3 Steps To Saving More In 2021

Financial Wellness 2021: 3 Steps To Saving More This Year

Let’s face it. With technology connecting us to anyone anywhere at any time, it can be challenging to carve out time for ourselves. This behavior can heavily impact how we save for our future financial goals like retirement. Getting a head start on retirement savings in January will increase your financial confidence and you’ll get all the feels because you’re doing something meaningful for yourself! Check out these easy 3 steps to get going:

 Step 1: Review Your Lifestyle Guide aka Spending Plan

If you haven’t established a spending plan yet, check out my Lifestyle Guide. Having clarity on how much you’re spending and where you’re spending will open up your eyes and wallet. Determine how much you can set aside each month towards your retirement account. A golden rule is to save 15% of your pre-tax income towards retirement. Explore what you’re currently doing and make a note of how close or far away you are from the recommended 15% savings rate.

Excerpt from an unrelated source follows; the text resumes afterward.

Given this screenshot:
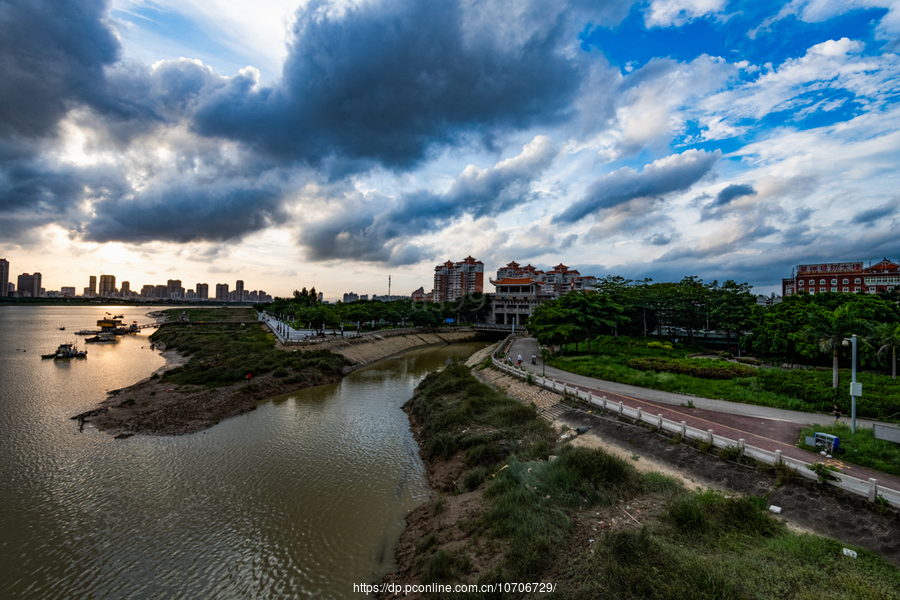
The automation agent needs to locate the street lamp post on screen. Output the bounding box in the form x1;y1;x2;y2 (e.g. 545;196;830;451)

 Step 2: Establish Or Re-Examine Your Retirement Account

There’s a wide variety of retirement plans out there so don’t let this turn into overwhelm. Here is a quick hierarchy of retirement accounts to consider:

  • Employer Retirement Plan, ie: 401(k), 403(b)

If you work for an employer that offers a retirement plan this is a great place to start! Find out if they offer matching contributions, a Roth version and the investment options available. If there’s a matching program, contribute at least that amount but don’t stop there! Remember to aim for a savings rate of 15% of your income. The plan limits are $19,500 in 2021 plus a $6,500 catch up contribution if you’re older than age 50.

  • Individual Retirement Account (pre-tax or roth versions)

IRA’s offer low costs, flexibility and a Roth (after-tax) option. The IRA contribution limit is $6,000 plus $1,000 if you’re older than age 50 in 2021. There are eligibility requirements for these accounts so check out the most up to date information on the IRS’s website here.

  • Self Employed Retirement Plans, ie: SEP IRA or Solo 401k

If you’re self employed or a small business you have a variety of options depending on the number of employees, net revenue, etc. Work with your CPA on your best options but there’s a lot of flexibility here that you can often use in addition to an Individual Retirement Account.

 Step 3: Automate

This is the finish line! Set up automatic contributions directly from your paycheck or from your checking account so you can put this on the back burner. Set aside 15 minutes to set this up and it’s off your plate! Check out the next two pay cycles to make sure you’re changes have been made, that’s it! You're done!

 I recommend setting up a recurring reminder every 3 months to see if you can increase your contributions at all. No amount is too small and this keeps saving top of mind rather than looking at it in December. You’re moving to be proactive with your retirement savings!